Iowa City Police Officer David Schwindt, who is assigned to the downtown beat, has launched a program to give individuals who have been ticketed the opportunity to pay off their fines in a way that gives back. The idea is to clean up downtown in ways such as picking up trash, sweeping, or washing windows.

Schwindt said many of the pedestrians who spend their days on the Pedestrian Mall are homeless or low-income. Allowing them the opportunity to pay off their fines through community service eliminates the need to pay for their citations out of pocket.

“I thought the best thing to do would be to give the people who spend time down here more of an ownership of the area,” he said.

The goal is for the program to begin Sept. 5, from 1-4 p.m., and to continue every Thursday after that. The starting date is subject to change, however, because of factors such as participation.

The program will only cost approximately $200, Schwindt said. So far, he has purchased eight safety vests, several push brooms, whisk brooms, a dust pan, scrub brushes, buckets, and various types of hand tools.

Citations are given as a last resort to solve the problem after a plethora of warnings, Schwindt said.
Geoff Fruin, assistant to the city manager, helped approve the project. He said issues such as loitering and littering have been problems.

“I think in the past year, we have had an increasing number of concerns,” Fruin said. “Hopefully, this program will be a constructive way to address some of these issues.”

The start of the program comes at the same time as the Iowa City City Council is considering an ordinance that aims to change the Ped Mall atmosphere.

The council will vote on the second consideration of the ordinance on Sept. 3. The ordinance will regulate certain activities in the Ped Mall, such as limiting storage of personal property, prohibiting lying on benches from 5 a.m. to 10 p.m., and restricting the use of electrical outlets to those who have obtained written permission.

Schwindt expects that the community service will affect pedestrians’ attitudes toward their peers. He hopes if someone involved in the program sees his friend leaving trash or a cigarette butt on the ground, the program member will approach the friend and ask him to throw the trash away, because the program member would be the one cleaning it up later.

Bill Nusser, president of the Downtown District and owner of Hands Jewelers, said he has seen plenty of issues in the area.

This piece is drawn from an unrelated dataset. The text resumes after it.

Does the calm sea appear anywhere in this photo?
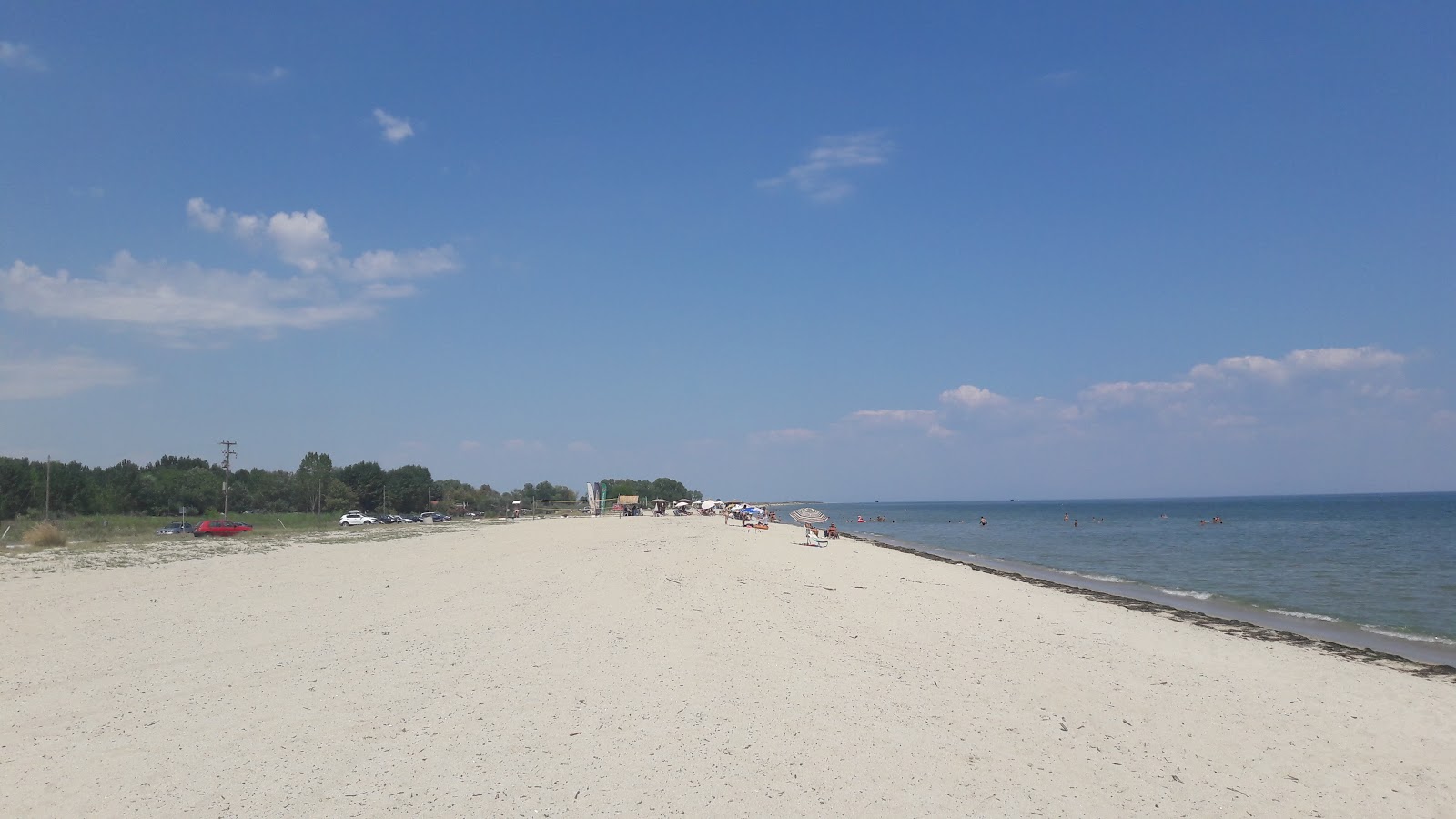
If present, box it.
[821,492,1456,664]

“We’ve had problems with people who are literally living downtown and parking their possessions in the area,” Nusser said. “Some harassment situations have occurred. It’s unpleasant, and it’s not who we are as Iowa City.”

Schwindt said priority for this program will be given to people who have been cited in the central business district, but given enough space in the program, he is open to accepting any people in the city who is willing to work off their fines — including students who have been ticketed for drinking.

When proposing the idea to Iowa City police administration, the City Manager’s Office, and Iowa City Parks and Recreation, Schwindt received remarks that were “positive across the board.”

“Everybody has been 100 percent supportive,” he said. “They’ve pretty much helped me to obtain whatever I’ve needed for the area to solve the problems down here. I really had no problem getting this through the city, the clerk of court, or anyone else.”

Because of the issues that Nusser has witnessed downtown, he said the program is an excellent idea.

“I think [the program] is great,” he said. “For people who can’t pay off the fines but can work them off, it gives them a sense of dignity. I think it’s a tremendous idea.”

From the beginning of getting his position downtown, Schwindt has had a clear goal in mind of what he wants, and the same goes for the community service program.

“Our goal is for the community to be able to experience a clean and safe downtown and to give people the opportunity to work those fines off without having to spend the money,” Schwindt said. “Especially when some of the people being cited don’t have the money to spend.”